Ces dépistages avaient été ordonnés en juin auprès des ministres, de leurs collaborateurs, de hauts fonctionnaires et d'agents disposant d'une habilitation ou ayant accès à des informations sensibles.
"Consommer de la drogue, c'est être vulnérable", a déclaré le chef du gouvernement, estimant que cette consommation pourrait exposer les agents concernés à des réseaux criminels, à des groupes de pression ou à des opérations d'ingérence.
Le nombre et les fonctions des personnes écartées n'ont pas été précisés.
Des contrôles appelés à durer
Dans une circulaire datée du 16 juin, Sébastien Lecornu avait demandé aux ministres d'établir une liste des postes soumis à des tests salivaires inopinés et obligatoires. Un premier dépistage surprise avait été organisé à Matignon au début du mois de juin.
En cas de résultat positif, les ministres peuvent décider de sanctions disciplinaires et orienter les personnes concernées vers des structures de soins. Le Premier ministre et les membres du gouvernement sont également soumis au dispositif, selon Matignon.
"Ces contrôles continueront" et conserveront un caractère aléatoire, a assuré Sébastien Lecornu, présentant cette mesure comme un dispositif durable lié à l'exemplarité et à la protection des informations de l'État.
"Le plus grand défi intérieur"
Le Premier ministre a qualifié le narcotrafic de "plus grand défi intérieur" auquel la France sera confrontée dans les prochaines années.

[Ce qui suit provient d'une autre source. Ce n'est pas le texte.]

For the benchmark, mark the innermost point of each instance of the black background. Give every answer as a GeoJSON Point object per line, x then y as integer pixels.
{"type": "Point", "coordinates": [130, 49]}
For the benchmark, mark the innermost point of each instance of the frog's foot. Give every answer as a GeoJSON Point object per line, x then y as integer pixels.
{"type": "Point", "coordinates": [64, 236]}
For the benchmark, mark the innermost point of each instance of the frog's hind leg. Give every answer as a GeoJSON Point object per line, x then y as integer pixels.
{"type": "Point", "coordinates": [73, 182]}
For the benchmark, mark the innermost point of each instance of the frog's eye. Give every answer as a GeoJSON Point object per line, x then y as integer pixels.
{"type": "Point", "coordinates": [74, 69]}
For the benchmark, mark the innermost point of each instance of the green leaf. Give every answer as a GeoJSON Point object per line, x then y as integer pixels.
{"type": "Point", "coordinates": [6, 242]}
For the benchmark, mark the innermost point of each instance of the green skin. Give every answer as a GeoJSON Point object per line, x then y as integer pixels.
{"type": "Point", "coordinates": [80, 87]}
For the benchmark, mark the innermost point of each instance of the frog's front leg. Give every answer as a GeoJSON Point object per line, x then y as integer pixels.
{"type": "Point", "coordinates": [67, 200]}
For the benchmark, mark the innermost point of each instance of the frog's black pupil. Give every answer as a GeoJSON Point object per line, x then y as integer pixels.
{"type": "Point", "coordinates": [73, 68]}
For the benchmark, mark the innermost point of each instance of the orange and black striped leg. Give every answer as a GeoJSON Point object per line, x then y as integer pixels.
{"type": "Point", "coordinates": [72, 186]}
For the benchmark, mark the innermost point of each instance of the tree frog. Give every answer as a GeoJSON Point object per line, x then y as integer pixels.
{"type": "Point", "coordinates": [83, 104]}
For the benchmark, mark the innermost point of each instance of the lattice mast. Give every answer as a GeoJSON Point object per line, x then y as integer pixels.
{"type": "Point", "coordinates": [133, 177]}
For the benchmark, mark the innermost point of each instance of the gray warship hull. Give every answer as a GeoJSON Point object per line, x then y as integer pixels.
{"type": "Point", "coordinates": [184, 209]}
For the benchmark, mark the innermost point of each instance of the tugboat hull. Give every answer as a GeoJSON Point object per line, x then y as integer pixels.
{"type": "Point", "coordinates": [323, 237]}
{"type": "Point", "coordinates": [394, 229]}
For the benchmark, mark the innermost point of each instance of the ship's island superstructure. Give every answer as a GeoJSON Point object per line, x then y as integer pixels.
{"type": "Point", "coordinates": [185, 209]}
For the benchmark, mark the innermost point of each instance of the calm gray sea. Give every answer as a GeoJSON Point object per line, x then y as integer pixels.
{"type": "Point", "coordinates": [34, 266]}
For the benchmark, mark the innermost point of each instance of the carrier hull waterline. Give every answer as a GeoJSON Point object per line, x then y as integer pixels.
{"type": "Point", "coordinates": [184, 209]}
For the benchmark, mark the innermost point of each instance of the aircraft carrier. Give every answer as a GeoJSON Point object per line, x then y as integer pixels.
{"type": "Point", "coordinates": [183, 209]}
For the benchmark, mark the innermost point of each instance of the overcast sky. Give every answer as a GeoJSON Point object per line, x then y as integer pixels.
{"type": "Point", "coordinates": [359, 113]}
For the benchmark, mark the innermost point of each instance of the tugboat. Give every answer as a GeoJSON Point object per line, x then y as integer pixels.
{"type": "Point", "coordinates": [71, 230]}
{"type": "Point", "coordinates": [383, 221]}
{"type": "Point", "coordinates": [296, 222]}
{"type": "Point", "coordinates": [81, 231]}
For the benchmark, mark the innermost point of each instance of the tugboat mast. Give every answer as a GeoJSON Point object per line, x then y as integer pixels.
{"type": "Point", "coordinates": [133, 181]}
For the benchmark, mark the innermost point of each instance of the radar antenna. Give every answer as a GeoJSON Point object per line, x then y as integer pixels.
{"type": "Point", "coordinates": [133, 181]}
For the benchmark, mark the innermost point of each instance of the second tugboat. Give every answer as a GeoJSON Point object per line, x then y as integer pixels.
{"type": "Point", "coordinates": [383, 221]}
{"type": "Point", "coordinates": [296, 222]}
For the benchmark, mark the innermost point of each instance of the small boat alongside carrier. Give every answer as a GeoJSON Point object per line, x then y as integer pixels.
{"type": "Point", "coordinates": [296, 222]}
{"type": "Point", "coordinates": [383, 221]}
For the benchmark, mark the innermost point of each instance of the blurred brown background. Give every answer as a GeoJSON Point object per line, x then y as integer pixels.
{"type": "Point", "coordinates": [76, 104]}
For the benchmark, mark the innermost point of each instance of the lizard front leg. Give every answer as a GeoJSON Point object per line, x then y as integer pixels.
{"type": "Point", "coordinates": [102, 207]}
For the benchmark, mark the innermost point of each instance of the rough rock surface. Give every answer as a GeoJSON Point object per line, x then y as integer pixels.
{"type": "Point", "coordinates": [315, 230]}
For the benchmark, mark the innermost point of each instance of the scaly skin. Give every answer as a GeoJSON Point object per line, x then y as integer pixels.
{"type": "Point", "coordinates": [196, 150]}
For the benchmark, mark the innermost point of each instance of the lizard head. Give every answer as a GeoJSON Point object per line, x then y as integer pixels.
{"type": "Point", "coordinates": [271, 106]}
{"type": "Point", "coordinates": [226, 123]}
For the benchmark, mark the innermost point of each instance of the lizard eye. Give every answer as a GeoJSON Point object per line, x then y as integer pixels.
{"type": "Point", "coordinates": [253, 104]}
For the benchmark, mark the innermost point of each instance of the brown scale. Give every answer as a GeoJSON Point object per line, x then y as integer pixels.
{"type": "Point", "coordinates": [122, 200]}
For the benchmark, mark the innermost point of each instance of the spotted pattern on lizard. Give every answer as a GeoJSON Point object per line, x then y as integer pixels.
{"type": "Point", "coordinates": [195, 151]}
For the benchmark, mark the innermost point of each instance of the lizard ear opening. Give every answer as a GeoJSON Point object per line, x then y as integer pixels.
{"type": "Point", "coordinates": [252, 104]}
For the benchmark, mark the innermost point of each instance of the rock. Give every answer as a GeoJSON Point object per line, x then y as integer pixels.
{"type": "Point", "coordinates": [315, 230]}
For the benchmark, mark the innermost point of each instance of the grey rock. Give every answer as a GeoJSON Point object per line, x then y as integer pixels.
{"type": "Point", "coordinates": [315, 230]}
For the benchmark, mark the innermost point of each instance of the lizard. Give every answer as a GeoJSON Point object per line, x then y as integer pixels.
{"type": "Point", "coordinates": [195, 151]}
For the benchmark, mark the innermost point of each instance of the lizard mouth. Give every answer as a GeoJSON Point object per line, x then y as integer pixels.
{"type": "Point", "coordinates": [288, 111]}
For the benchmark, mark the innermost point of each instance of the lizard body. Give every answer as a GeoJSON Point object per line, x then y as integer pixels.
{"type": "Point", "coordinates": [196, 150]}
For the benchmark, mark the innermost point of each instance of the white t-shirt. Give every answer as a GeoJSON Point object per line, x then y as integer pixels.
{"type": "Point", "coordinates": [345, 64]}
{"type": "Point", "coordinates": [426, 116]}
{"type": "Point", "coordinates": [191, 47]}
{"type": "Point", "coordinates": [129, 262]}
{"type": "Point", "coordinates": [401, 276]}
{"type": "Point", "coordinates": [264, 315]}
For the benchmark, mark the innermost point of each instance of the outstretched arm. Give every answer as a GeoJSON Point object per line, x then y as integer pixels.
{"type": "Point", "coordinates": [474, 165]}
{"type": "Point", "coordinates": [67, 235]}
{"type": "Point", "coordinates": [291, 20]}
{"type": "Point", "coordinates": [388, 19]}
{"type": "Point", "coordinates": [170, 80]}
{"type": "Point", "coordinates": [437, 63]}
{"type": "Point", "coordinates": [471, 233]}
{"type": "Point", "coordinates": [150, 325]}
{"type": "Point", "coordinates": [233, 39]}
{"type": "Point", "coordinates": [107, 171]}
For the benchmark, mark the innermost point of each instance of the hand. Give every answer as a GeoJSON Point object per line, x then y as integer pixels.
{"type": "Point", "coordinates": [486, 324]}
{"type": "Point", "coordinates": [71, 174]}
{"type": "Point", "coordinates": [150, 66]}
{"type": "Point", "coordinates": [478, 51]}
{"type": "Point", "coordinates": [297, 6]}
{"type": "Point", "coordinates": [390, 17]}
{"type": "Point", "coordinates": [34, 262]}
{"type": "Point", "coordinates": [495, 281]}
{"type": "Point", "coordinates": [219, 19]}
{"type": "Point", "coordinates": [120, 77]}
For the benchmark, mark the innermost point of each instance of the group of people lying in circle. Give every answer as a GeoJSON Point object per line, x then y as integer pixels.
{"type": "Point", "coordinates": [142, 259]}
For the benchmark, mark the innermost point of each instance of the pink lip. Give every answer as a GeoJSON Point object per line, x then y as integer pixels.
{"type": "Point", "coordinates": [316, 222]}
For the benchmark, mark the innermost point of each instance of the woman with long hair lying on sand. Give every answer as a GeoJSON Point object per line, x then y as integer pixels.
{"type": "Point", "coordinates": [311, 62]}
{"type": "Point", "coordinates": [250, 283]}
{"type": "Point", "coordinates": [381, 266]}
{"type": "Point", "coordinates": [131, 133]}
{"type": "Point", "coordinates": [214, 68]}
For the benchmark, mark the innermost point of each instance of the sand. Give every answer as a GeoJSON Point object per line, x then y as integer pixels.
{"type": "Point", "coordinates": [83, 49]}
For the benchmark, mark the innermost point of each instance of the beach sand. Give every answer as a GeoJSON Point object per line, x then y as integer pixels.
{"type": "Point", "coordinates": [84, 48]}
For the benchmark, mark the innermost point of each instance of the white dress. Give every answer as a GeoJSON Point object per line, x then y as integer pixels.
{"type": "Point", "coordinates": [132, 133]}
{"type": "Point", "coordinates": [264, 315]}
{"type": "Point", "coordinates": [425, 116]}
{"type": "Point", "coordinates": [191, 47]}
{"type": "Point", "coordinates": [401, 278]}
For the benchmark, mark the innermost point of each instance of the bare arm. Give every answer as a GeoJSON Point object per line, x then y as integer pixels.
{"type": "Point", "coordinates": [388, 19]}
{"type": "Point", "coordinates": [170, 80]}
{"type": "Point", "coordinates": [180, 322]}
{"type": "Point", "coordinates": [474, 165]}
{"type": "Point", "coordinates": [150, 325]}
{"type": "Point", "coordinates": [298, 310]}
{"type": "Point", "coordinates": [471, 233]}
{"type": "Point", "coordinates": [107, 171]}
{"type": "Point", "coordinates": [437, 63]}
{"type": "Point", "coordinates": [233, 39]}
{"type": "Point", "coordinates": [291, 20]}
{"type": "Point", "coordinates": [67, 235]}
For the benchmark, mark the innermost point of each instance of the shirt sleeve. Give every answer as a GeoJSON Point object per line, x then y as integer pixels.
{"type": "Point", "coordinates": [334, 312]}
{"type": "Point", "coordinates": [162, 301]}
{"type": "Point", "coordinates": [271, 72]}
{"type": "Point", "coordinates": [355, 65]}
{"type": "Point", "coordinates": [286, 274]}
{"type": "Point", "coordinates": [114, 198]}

Il a estimé qu'environ un million de Français consomment régulièrement de la cocaïne, dans tous les milieux, sur fond de hausse des surdoses et des hospitalisations.
Il a également appelé à lutter contre la consommation, le blanchiment et la corruption alimentés par les revenus du trafic, tout en renforçant la prévention, les soins et la désintoxication.
Ces déclarations interviennent après l'exfiltration par le RAID du maire d'Alès, visé par des menaces attribuées à la DZ Mafia. En mai, le ministre de l'Intérieur Laurent Nuñez avait annoncé un plan prévoyant le recrutement de 700 policiers supplémentaires, dont 300 affectés à la lutte contre la criminalité organisée.